Tip 8: ‘Make use of proven care models such as the chronic care model.’
Install a multidisciplinary team of professionals, led by the GP, around the needs of elderly living at home, based on frailty level to decrease complexity of care needs, increase wellbeing and potentially reduce overall healthcare costs.
The early results of the program show reduction of healthcare problems and high satisfaction among participants. Taking a long-term perspective, the overall outcomes for older adults in terms of quality of care, care consumption and costs are positive. Older adults that receive support from an elderly care team appear to benefit from such an approach. A published business case indicates the potential to reduce annual healthcare costs per older adult by up to 274 euros. However, the cost-effectiveness of the program has yet to be demonstrated and is currently hindered by fragmentation of funding sources and a focus on delivering short-term results.
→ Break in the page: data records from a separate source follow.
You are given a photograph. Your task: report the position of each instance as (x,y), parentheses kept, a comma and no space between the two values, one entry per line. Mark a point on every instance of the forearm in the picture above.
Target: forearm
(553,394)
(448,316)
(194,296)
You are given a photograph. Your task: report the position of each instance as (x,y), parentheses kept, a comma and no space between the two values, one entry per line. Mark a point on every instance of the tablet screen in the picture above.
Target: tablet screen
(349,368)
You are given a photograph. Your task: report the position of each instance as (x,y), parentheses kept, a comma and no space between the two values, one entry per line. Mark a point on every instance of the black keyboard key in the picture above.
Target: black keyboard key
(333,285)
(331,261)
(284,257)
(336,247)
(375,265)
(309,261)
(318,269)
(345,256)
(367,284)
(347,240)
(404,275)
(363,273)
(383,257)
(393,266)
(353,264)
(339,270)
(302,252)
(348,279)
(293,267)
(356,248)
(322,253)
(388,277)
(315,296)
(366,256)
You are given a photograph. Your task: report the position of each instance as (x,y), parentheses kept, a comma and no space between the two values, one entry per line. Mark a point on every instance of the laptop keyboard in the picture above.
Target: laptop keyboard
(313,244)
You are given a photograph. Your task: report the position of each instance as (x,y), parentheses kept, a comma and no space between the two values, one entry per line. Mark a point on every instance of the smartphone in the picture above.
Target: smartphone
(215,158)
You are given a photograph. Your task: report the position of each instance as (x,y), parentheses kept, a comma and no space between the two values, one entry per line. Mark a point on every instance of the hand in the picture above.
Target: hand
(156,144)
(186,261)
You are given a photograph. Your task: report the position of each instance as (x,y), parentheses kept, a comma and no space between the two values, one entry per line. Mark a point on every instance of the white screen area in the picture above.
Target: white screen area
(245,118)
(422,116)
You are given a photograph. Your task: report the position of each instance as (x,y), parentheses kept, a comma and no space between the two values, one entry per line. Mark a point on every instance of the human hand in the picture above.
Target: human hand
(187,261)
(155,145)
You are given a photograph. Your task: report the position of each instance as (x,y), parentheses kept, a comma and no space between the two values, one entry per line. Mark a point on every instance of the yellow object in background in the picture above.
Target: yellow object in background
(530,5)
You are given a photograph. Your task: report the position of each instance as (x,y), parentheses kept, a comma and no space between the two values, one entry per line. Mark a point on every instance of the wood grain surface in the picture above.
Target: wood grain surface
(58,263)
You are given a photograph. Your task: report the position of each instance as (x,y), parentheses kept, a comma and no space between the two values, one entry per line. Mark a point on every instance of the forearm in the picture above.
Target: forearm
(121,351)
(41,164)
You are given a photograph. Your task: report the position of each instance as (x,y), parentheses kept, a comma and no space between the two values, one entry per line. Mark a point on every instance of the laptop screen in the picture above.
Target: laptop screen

Transfer to other settings:
- Although most people may believe the program can reduce long term care needs, increase participants safety and lead to improved quality of live, it is also important to show cost reductions. The evaluation period of 1 year was too short to demonstrate financial reductions.
- One challenge is to find sustainable payment system for integrated care. In the Netherlands the payments for care are fragmented. The current financial system is not appropriate and it will be necessary to get all payers and providers to agree a new model.
- Capitation and fee for service do not support the scaling-up of integrated care programs. More appropriate is a lump sum payment.